5.8.3 Perform Moran’s I Test for Residual Spatial Autocorrelation

lm.morantest(resale.mlr, nb_lw)

    Global Moran I for regression residuals

data:  
model: lm(formula = PRICE ~ STOREY + AREA_SQM + PROX_BUS + PROX_CBD +
PROX_CHILDCARE + PROX_ELDERCARE + PROX_GOODPRIMARY + PROX_HAWKER +
PROX_MRT + PROX_PARK + PROX_SHOPPING + PROX_SUPERMARKET +
WITHIN_1KM_PRIMARY + WITHIN_350M_BUS + WITHIN_350M_CHILDCARE +
WITHIN_350M_KINDERGARTEN + LEASE_MTHS, data = resale_main_nogeo)
weights: nb_lw

Moran I statistic standard deviate = 895.35, p-value < 2.2e-16
alternative hypothesis: greater
sample estimates:
Observed Moran I      Expectation         Variance 
    2.778070e-01    -2.755883e-04     9.646277e-08 
Analysis:

The Global Moran’s I Test for regression residuals shows that the p-value is less than the alpha value of 0.05. Hence, we will reject the null hypothesis that the residuals are randomly distributed.

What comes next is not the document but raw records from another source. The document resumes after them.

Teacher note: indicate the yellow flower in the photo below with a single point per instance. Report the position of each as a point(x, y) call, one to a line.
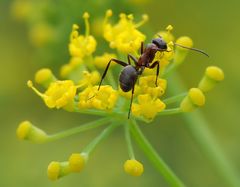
point(27, 131)
point(80, 45)
point(147, 86)
point(147, 107)
point(44, 77)
point(194, 99)
point(124, 35)
point(128, 94)
point(67, 69)
point(104, 99)
point(133, 167)
point(60, 94)
point(77, 162)
point(89, 79)
point(212, 76)
point(102, 61)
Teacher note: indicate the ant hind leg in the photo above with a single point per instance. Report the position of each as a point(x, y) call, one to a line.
point(106, 69)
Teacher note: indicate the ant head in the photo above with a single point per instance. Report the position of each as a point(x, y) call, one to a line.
point(160, 43)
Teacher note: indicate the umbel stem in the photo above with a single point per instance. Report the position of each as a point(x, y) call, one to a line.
point(153, 156)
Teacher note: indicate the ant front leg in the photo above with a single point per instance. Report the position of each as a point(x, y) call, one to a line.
point(129, 112)
point(105, 72)
point(156, 63)
point(133, 58)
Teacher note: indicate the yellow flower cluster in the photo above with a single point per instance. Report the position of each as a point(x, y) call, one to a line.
point(81, 45)
point(124, 36)
point(80, 90)
point(75, 163)
point(104, 99)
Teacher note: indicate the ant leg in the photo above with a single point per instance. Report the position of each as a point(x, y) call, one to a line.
point(141, 48)
point(105, 72)
point(129, 112)
point(133, 58)
point(156, 63)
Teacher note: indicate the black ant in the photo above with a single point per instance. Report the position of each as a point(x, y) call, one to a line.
point(130, 73)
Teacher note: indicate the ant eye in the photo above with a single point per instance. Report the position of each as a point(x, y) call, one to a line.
point(160, 43)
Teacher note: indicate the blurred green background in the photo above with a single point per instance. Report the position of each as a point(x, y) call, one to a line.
point(214, 27)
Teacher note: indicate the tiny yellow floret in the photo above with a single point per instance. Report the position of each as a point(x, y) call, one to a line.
point(53, 170)
point(44, 77)
point(194, 99)
point(76, 162)
point(133, 167)
point(185, 41)
point(215, 73)
point(23, 130)
point(147, 106)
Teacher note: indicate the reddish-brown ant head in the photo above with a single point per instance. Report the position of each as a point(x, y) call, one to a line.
point(160, 43)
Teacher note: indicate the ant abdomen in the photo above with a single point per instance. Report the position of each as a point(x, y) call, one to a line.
point(127, 78)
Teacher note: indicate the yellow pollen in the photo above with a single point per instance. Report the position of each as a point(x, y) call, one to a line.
point(23, 129)
point(133, 167)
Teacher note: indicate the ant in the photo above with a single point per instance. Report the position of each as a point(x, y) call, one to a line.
point(129, 74)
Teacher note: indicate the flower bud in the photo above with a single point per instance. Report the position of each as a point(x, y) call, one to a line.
point(57, 170)
point(44, 77)
point(194, 99)
point(212, 76)
point(77, 162)
point(27, 131)
point(133, 167)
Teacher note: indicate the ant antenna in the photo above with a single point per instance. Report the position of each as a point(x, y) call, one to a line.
point(193, 49)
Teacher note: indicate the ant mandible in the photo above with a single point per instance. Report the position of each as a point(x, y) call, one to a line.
point(130, 73)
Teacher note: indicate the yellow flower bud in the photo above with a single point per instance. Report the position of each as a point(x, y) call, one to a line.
point(44, 77)
point(77, 162)
point(27, 131)
point(195, 98)
point(147, 106)
point(133, 167)
point(57, 170)
point(102, 61)
point(212, 76)
point(181, 53)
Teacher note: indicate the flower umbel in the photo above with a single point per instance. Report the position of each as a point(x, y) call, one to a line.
point(81, 92)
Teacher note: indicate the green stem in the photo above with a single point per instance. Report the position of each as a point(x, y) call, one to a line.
point(91, 112)
point(153, 156)
point(128, 141)
point(174, 99)
point(170, 111)
point(85, 127)
point(198, 127)
point(91, 146)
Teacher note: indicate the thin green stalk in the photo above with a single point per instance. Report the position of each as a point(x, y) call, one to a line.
point(170, 111)
point(198, 127)
point(90, 147)
point(153, 156)
point(91, 112)
point(76, 130)
point(128, 141)
point(174, 99)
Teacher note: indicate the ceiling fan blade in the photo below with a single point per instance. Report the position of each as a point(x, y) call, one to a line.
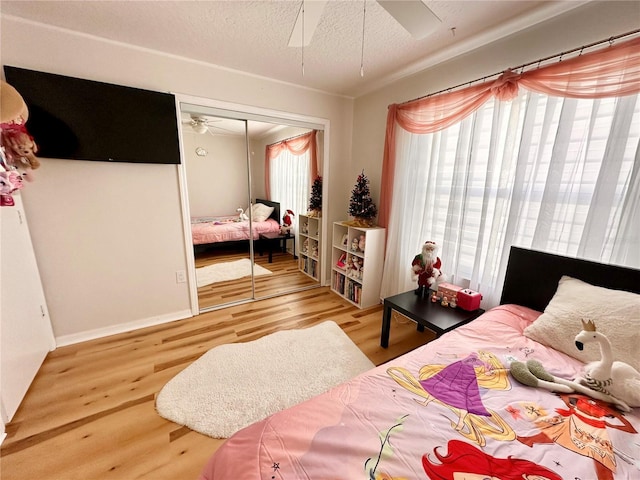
point(312, 13)
point(413, 15)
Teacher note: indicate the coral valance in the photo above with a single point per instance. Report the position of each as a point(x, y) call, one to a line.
point(297, 146)
point(613, 71)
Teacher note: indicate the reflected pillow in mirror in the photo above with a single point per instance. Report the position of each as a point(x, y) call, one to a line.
point(261, 212)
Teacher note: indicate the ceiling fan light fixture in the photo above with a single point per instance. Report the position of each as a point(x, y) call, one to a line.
point(200, 128)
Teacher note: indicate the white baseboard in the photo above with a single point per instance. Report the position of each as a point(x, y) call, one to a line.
point(72, 338)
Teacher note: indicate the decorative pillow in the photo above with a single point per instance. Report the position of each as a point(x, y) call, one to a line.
point(616, 314)
point(261, 212)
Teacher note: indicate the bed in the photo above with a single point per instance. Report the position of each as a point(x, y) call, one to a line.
point(207, 231)
point(452, 406)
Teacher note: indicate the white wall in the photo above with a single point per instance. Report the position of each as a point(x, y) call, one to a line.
point(108, 237)
point(217, 183)
point(590, 23)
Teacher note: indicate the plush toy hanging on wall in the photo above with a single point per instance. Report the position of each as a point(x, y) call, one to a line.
point(17, 147)
point(425, 267)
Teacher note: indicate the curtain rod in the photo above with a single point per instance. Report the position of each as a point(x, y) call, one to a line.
point(290, 138)
point(609, 40)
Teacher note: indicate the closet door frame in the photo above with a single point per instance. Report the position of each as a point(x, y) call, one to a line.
point(248, 113)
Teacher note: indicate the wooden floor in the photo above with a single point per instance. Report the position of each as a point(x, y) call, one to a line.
point(90, 411)
point(285, 277)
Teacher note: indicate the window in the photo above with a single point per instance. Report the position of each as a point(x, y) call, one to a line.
point(289, 180)
point(548, 173)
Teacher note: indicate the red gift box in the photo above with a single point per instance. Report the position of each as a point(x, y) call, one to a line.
point(469, 300)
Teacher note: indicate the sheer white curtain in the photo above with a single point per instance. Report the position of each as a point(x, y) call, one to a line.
point(289, 181)
point(548, 173)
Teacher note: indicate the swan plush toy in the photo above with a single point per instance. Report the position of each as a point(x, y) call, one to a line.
point(607, 380)
point(618, 379)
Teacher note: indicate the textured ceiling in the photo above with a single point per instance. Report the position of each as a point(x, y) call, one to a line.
point(253, 36)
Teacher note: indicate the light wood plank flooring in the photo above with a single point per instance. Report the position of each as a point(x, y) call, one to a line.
point(285, 277)
point(90, 411)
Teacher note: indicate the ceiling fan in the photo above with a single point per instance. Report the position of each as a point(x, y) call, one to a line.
point(202, 125)
point(414, 16)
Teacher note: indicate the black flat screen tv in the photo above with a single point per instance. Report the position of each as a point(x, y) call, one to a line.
point(73, 118)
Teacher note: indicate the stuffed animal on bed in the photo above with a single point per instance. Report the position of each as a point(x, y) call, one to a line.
point(287, 223)
point(242, 217)
point(607, 380)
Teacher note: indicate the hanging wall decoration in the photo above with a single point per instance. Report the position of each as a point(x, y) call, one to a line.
point(361, 207)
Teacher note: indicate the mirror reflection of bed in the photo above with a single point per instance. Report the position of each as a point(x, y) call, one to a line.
point(225, 166)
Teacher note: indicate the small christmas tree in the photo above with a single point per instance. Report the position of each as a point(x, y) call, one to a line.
point(362, 208)
point(315, 202)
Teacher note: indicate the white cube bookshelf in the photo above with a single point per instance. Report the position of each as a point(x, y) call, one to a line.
point(309, 245)
point(356, 274)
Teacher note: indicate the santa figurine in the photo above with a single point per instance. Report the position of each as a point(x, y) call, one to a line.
point(426, 268)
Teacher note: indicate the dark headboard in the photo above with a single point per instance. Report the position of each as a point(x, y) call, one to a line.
point(532, 277)
point(276, 208)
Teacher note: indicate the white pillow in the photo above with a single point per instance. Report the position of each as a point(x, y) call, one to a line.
point(615, 313)
point(261, 212)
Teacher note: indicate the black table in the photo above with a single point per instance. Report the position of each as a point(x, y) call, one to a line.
point(276, 238)
point(425, 313)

Since the Observed Global Moran I = 0.277807 which is greater than 0, we can infer that the residuals resemble cluster distribution.

6 Predictive Models

6.1 Preparing Data

6.1.1 Read resale_main.rds File

mdata <- read_rds("data/model/resale_main.rds")
glimpse(mdata)
Rows: 25,502
Columns: 28
$ month                    <chr> "2021-01", "2021-01", "2021-01", "2021-01", "…
$ town                     <chr> "ANG MO KIO", "ANG MO KIO", "ANG MO KIO", "AN…
$ address                  <chr> "547 ANG MO KIO AVE 10", "414 ANG MO KIO AVE …
$ block                    <chr> "547", "414", "509", "467", "571", "134", "20…
$ street_name              <chr> "ANG MO KIO AVE 10", "ANG MO KIO AVE 10", "AN…
$ flat_type                <chr> "4 ROOM", "4 ROOM", "4 ROOM", "4 ROOM", "4 RO…
$ STOREY                   <chr> "04 TO 06", "01 TO 03", "01 TO 03", "07 TO 09…
$ AREA_SQM                 <dbl> 92, 92, 91, 92, 92, 98, 92, 92, 92, 92, 92, 1…
$ flat_model               <chr> "New Generation", "New Generation", "New Gene…
$ lease_commence_date      <dbl> 1981, 1979, 1980, 1979, 1979, 1978, 1977, 197…
$ LEASE_MTHS               <dbl> 708, 693, 702, 695, 689, 681, 661, 682, 692, …
$ PRICE                    <dbl> 370000, 375000, 380000, 385000, 410000, 41000…
$ postal                   <chr> "560547", "560414", "560509", "560467", "5605…
$ geometry                 <POINT [m]> POINT (30770.07 39578.64), POINT (30292…
$ PROX_CBD                 <dbl> 9.564575, 8.401690, 9.516492, 8.580908, 9.084…
$ PROX_BUS                 <dbl> 0.16157609, 0.16740841, 0.07424143, 0.0887911…
$ PROX_CHILDCARE           <dbl> 2.493662e-01, 6.715056e-02, 1.385583e-01, 1.4…
$ PROX_ELDERCARE           <dbl> 1.08567795, 0.15039052, 0.72242472, 0.0981628…
$ PROX_HAWKER              <dbl> 0.4442515, 0.2050009, 0.4495734, 0.3190679, 0…
$ PROX_GOODPRIMARY         <dbl> 3.182527, 2.354024, 2.414729, 2.699653, 2.648…
$ PROX_PARK                <dbl> 0.8291527, 0.7847864, 0.3796058, 0.9242129, 0…
$ PROX_SUPERMARKET         <dbl> 0.4184204, 0.1946009, 0.4435109, 0.4269715, 0…
$ PROX_SHOPPING            <dbl> 1.1817959, 0.8444986, 0.2966736, 0.9304149, 0…
$ PROX_MRT                 <dbl> 1.0731215, 0.8245176, 0.4544926, 0.9503956, 0…
$ WITHIN_350M_KINDERGARTEN <dbl> 1, 0, 1, 1, 1, 0, 1, 1, 0, 0, 1, 1, 1, 1, 1, …
$ WITHIN_350M_CHILDCARE    <dbl> 2, 3, 3, 3, 3, 2, 6, 3, 3, 3, 3, 3, 5, 2, 3, …
$ WITHIN_350M_BUS          <dbl> 4, 7, 10, 4, 8, 2, 8, 7, 6, 7, 7, 7, 8, 8, 11…
$ WITHIN_1KM_PRIMARY       <dbl> 1, 3, 2, 3, 2, 2, 3, 2, 3, 3, 1, 2, 3, 2, 2, …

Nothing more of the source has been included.